“В ряде других случаев я вел записи в блокнотах. Такие, чтобы по ним я потом мог вспомнить все: людей, события, места. Это писательская записная книжка. Возвращаясь из поездки, я превращал такие записи в более связные и развернутые. Диктовал машинистке или стенографистке, а теперь пользуюсь диктофоном, по свежим следам восстанавливая увиденное.”[44]

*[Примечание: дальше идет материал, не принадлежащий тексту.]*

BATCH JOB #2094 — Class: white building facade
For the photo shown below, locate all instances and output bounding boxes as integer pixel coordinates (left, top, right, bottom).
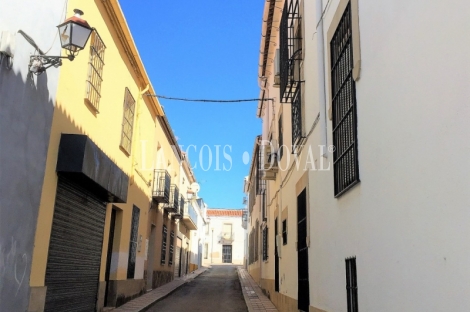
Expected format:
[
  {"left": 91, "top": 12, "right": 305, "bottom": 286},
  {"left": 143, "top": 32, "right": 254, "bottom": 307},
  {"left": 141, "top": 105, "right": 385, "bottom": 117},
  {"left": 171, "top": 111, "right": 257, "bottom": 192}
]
[
  {"left": 202, "top": 209, "right": 245, "bottom": 266},
  {"left": 248, "top": 0, "right": 470, "bottom": 312}
]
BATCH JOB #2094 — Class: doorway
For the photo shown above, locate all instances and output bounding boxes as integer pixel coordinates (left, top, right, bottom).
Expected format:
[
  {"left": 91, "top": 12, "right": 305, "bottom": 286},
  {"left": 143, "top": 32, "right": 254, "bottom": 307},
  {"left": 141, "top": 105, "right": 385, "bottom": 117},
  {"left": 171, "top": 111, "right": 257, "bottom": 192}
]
[{"left": 222, "top": 245, "right": 232, "bottom": 263}]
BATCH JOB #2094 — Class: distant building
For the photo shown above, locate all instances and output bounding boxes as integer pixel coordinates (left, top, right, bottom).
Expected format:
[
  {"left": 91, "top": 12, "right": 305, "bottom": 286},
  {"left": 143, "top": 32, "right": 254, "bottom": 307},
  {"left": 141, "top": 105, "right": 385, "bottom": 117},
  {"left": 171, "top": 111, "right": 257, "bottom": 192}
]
[{"left": 202, "top": 209, "right": 245, "bottom": 265}]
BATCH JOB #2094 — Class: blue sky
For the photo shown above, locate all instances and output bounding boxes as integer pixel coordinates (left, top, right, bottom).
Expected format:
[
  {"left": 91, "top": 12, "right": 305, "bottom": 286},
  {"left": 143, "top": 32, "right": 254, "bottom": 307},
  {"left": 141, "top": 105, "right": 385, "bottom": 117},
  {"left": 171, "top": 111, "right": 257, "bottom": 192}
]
[{"left": 120, "top": 0, "right": 264, "bottom": 208}]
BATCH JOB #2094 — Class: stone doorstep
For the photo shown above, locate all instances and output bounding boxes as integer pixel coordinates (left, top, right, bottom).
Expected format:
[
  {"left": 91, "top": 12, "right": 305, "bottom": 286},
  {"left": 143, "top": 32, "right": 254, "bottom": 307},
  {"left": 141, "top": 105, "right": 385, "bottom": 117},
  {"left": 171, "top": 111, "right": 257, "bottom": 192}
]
[{"left": 111, "top": 267, "right": 209, "bottom": 312}]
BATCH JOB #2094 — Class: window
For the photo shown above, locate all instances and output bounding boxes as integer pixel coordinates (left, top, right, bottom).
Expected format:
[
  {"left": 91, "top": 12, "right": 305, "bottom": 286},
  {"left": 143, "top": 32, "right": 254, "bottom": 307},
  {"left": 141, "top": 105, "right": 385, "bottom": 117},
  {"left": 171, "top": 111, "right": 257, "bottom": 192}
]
[
  {"left": 282, "top": 219, "right": 287, "bottom": 245},
  {"left": 127, "top": 206, "right": 140, "bottom": 278},
  {"left": 330, "top": 3, "right": 360, "bottom": 197},
  {"left": 160, "top": 225, "right": 167, "bottom": 265},
  {"left": 277, "top": 115, "right": 284, "bottom": 160},
  {"left": 279, "top": 0, "right": 302, "bottom": 103},
  {"left": 85, "top": 31, "right": 106, "bottom": 111},
  {"left": 256, "top": 145, "right": 266, "bottom": 195},
  {"left": 346, "top": 257, "right": 359, "bottom": 312},
  {"left": 263, "top": 227, "right": 268, "bottom": 261},
  {"left": 222, "top": 223, "right": 232, "bottom": 239},
  {"left": 121, "top": 88, "right": 135, "bottom": 155},
  {"left": 168, "top": 231, "right": 175, "bottom": 265}
]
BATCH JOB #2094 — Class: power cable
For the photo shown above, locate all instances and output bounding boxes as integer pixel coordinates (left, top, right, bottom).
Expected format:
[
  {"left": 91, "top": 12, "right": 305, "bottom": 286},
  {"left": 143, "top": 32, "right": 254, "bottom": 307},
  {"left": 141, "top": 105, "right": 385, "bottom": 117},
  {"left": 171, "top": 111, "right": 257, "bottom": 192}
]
[{"left": 145, "top": 93, "right": 274, "bottom": 103}]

Причем очень интересно отметить, что Константину Симонову было не всегда легко превратить эти записи в готовый журналистский очерк. Например, часть своих среднеазиатских записей 1958-1960 гг. сразу превратил в очерки, а та часть материала, которую он передиктовывал, так и осталась лежать без движения, и Симонов говорил об этих записях так: “… когда я перечитываю их сейчас, мне кажется, что некоторые из таких записей, не ставших очерками, интересней записей, ставших очерками. …Материал нередко бывает интереснее результата.”[45]

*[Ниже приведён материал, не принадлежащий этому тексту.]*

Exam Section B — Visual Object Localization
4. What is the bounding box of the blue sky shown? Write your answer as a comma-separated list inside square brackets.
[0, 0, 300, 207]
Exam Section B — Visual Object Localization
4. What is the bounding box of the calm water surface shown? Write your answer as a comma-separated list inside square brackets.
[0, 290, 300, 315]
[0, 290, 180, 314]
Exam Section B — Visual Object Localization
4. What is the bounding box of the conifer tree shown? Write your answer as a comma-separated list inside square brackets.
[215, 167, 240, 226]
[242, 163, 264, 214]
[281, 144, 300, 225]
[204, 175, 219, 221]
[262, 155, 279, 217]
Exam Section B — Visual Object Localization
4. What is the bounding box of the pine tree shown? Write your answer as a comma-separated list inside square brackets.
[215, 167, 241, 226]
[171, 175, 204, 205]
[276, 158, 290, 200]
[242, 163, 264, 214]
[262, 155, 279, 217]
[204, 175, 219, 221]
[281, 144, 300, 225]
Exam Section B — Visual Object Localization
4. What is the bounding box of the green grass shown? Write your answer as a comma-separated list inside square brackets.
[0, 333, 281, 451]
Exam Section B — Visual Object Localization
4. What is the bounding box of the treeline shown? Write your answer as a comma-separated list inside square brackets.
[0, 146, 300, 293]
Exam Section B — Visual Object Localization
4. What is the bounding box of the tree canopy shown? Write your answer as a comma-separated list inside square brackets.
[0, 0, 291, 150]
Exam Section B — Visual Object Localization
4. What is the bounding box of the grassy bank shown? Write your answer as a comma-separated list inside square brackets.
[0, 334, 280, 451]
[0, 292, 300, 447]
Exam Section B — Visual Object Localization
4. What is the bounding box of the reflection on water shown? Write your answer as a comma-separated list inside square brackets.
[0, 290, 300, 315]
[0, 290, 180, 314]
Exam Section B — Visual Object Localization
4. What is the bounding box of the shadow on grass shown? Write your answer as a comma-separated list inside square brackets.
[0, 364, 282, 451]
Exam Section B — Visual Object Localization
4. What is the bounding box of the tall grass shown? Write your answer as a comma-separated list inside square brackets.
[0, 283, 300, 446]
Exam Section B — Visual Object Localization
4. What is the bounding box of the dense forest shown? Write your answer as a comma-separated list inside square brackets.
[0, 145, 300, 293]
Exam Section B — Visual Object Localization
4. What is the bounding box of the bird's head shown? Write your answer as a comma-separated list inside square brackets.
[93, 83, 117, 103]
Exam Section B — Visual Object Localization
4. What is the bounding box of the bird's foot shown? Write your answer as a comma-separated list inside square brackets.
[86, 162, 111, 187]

Таким образом можно сказать, что для журналиста и писателя Константина Симонова записи в блокноте и дневнике не являлись таким же неотъемлемым звеном в его работе, как для Мариэтты Шагинян и Бориса Полевого. Видимо, не все так однозначно, и не всегда стоит слепо перенимать чужие методы работы, но познакомиться с ними стоит всегда.
Бывают и дневники другого рода, являющиеся не столько рабочим инструментом, сколько довольно-таки личным и интимным творением, не особенно предназначенным для посторонних глаз. Однако и они могут представлять интерес не только для того, кто будет писать биографию их создателя. Таков, например, дневник Чуковского.
Писатель и журналист Корней Чуковский вел дневник с 1901 по 1969 г. Эти записи, охватывающие почти семьдесят лет, представляют собой несомненный историко-литературный интерес. Дневники Чуковского – это 29 рукописных тетрадей. Изданы они были уже после его смерти. Первая книга “Дневника” (1901-1929) вышла в 1991 г. Вторая книга “Дневника” (1930-1969) по характеру и содержанию записей несколько отличалась о первой. В ней отразились личные невзгоды автора и тяготы, переживаемые обществом в 30-е – 40-е годы. В дневниковых тетрадях появляются пробелы, множество вырванных страниц. Но на уцелевших страницах содержатся и отзвуки трагедии Зощенко и Пастернака, и картина литературной жизни и нравов тех лет.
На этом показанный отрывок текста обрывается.